York’s William H. Shank, noted transportation author, dies
York has lost one of its most widely circulated authors.
William H. Shank, 91, died over the weekend.
The engineer-turned-author did not write high profile, easy-to-read romance novels or children’s stories.
His topics focused, literally, on where the rubber meets the road… .
Shank wrote 13 history books on Pennsylvania transportation — canals, roads, railroads.
He worked hard to make difficult facts, figures and engineering information accessible, as evidenced by some of his titles: “Indian Trails to Superhighways”; “Three Hundred Years with the Pennsylvania Traveler” and “The Amazing Pennsylvania Canals.”
He did this through the American Canal & Transportation Center, a family-run publishing company still in operation.
The center’s Web site provides an accurate feel for Shank’s: “Vanderbilt’s Folly, A History of the Pennsylvania Turnpike”:
“In this profusely illustrated booklet, Shank has captured the romance of the days of open warfare between the New York Central and Pennsylvania Railroad in the 1880’s. If Vanderbilt had completed his railroad through the Allegheny Mountains, he might have put the Pennsylvania Railroad Co. out of business. As it turned out, after 50 years of abandonment, the nearly completed tunnels set the stage for America’s first superhighway, the Pennsylvania turnpike.”

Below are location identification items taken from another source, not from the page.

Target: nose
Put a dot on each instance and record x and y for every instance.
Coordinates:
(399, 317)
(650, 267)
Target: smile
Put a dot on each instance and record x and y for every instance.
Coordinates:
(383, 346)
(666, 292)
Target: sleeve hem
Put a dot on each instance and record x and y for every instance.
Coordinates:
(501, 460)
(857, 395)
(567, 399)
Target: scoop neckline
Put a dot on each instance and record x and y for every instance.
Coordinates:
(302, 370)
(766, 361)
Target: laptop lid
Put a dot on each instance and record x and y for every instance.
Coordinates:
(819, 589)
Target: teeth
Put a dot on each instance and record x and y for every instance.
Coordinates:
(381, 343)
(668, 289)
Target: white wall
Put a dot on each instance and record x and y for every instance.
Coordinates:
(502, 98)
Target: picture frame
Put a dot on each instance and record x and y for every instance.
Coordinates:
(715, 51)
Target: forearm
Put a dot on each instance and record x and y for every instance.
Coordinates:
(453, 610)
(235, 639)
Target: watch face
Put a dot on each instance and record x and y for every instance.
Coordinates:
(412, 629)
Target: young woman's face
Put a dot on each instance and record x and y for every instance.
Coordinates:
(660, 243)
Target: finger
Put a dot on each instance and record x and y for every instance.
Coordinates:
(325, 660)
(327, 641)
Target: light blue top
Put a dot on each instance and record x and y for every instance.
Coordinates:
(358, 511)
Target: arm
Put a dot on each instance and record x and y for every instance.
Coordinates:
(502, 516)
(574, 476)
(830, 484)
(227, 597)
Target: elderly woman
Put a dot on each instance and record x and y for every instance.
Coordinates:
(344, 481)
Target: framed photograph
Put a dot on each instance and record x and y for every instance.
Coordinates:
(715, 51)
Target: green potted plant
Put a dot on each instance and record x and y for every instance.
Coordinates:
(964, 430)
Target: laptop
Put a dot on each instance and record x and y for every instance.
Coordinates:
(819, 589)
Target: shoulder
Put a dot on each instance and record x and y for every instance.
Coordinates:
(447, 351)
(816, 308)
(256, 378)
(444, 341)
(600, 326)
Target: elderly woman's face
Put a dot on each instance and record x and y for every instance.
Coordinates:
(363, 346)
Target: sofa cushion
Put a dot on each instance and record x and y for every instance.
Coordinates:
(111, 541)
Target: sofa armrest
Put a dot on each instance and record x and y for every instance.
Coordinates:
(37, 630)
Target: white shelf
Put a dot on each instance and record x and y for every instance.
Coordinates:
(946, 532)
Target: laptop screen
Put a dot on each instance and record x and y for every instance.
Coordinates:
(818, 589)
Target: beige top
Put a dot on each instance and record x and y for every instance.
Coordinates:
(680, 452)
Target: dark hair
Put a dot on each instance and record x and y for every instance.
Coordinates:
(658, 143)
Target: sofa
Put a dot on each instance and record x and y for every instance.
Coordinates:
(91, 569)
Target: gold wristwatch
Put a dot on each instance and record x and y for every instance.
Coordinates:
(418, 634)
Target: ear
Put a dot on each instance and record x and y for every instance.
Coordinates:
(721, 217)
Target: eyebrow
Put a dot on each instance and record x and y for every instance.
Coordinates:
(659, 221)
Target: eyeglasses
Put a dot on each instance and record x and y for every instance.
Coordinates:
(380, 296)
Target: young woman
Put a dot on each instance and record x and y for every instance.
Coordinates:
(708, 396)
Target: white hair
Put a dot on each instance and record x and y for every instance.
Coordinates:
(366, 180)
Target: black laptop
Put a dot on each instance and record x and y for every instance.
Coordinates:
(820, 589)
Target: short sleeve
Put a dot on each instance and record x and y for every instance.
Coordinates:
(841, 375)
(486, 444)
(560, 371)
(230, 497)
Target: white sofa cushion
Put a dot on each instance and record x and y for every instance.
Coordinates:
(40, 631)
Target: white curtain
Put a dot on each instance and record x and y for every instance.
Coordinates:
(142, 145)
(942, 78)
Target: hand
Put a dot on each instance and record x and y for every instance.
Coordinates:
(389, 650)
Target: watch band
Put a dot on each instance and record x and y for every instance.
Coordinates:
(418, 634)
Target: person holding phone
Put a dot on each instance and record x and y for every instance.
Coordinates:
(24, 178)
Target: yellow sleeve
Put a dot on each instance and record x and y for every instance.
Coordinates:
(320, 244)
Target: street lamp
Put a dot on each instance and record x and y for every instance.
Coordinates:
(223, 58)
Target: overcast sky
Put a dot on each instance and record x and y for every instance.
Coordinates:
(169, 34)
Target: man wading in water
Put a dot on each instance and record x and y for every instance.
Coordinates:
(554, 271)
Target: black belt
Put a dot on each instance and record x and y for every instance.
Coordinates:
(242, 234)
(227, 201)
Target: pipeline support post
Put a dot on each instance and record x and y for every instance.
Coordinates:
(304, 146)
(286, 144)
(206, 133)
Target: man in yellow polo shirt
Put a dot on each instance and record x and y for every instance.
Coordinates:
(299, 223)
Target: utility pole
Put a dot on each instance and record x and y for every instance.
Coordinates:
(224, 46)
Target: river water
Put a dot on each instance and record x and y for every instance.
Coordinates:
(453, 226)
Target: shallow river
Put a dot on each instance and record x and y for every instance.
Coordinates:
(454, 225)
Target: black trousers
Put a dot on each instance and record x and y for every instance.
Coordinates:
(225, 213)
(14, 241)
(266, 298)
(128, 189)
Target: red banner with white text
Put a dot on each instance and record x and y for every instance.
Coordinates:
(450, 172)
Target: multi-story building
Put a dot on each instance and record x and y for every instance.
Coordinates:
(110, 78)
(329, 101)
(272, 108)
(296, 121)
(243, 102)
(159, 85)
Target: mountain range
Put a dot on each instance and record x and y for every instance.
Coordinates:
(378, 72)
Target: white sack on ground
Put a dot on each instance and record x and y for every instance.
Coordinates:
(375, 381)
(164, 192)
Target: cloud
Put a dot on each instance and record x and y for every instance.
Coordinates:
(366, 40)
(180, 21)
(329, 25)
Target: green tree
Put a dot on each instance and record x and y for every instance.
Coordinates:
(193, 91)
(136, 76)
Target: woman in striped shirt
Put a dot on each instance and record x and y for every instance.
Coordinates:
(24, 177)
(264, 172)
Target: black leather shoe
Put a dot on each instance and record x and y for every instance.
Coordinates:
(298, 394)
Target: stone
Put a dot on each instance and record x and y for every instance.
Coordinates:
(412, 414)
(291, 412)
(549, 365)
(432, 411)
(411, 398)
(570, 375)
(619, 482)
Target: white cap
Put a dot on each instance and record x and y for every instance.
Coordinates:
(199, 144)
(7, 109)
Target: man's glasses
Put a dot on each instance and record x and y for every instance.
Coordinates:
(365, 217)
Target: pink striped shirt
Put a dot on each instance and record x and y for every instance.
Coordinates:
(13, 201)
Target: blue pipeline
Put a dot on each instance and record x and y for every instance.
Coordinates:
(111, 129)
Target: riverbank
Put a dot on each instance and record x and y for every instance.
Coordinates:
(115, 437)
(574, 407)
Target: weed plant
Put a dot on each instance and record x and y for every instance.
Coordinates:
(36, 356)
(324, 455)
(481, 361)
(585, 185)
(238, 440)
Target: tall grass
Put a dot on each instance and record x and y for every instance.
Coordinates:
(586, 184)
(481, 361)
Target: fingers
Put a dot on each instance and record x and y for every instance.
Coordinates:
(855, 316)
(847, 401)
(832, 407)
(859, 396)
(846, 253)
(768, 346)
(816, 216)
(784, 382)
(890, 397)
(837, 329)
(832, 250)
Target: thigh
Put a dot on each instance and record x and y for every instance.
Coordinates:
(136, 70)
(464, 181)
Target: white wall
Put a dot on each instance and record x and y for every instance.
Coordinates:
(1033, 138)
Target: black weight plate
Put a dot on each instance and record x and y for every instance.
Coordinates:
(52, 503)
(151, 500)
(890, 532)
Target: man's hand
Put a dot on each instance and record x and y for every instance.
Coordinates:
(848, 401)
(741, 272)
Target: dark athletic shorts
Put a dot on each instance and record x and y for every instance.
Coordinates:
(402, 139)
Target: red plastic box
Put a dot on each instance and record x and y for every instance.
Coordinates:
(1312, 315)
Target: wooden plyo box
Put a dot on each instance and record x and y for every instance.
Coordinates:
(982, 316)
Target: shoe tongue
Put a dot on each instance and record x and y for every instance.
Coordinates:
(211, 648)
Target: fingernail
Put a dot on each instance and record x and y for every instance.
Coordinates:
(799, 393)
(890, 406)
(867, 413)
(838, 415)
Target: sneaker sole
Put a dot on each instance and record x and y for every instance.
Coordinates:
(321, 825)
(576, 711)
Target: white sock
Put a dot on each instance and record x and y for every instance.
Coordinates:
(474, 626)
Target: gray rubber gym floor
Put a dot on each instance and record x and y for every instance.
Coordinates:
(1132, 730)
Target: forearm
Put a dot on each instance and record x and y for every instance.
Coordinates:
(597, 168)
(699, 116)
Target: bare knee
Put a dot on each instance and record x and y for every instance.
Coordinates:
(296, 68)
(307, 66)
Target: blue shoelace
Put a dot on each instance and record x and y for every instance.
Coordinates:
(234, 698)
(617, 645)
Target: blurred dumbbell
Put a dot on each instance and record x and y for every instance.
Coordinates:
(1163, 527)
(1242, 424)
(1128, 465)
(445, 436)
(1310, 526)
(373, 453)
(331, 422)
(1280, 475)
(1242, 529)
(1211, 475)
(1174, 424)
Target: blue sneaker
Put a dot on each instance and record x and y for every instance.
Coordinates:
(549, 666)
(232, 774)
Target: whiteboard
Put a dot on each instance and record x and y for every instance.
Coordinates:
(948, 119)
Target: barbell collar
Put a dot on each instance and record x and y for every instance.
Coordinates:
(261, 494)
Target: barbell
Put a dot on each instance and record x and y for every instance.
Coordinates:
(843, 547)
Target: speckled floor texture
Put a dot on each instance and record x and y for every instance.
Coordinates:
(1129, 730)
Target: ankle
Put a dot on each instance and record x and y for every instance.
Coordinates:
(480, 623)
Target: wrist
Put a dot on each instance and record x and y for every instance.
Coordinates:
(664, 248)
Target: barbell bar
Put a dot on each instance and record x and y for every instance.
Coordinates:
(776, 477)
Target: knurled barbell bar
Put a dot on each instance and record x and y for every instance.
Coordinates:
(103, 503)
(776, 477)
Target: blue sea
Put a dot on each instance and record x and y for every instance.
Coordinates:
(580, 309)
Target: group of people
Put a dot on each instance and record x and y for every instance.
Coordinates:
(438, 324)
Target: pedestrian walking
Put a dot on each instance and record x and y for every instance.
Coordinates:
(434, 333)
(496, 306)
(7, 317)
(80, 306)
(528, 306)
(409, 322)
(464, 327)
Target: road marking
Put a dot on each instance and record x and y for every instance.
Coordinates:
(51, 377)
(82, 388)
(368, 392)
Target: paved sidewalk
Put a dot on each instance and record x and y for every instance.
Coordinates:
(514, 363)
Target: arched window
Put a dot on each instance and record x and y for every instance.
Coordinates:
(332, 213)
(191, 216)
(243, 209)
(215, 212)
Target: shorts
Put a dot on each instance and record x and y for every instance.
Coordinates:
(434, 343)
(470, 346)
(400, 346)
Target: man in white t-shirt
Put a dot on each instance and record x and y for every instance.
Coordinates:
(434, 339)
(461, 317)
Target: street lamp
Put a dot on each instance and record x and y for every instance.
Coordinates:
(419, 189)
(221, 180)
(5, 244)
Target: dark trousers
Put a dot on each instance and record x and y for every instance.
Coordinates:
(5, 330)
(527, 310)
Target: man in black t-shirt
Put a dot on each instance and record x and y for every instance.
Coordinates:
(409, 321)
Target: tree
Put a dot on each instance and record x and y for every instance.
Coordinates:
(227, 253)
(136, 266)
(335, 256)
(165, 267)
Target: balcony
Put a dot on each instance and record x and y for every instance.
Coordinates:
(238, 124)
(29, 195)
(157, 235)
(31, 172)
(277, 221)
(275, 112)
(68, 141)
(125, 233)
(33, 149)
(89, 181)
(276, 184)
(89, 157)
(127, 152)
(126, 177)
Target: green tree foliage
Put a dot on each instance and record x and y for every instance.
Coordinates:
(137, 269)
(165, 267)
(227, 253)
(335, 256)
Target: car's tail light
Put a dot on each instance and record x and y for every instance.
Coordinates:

Knowing this story gives you a feeling of wonder when traveling through one of the tunnels east of Somerset and other turnpike tunnels.
I join the ranks of many people whose first exposure to Pennsylvania history came from Shank’s books distributed for years in gift shops at state parks and historical sites.
His books remain reliable, interesting reads for transportation enthusiasts and budding historians.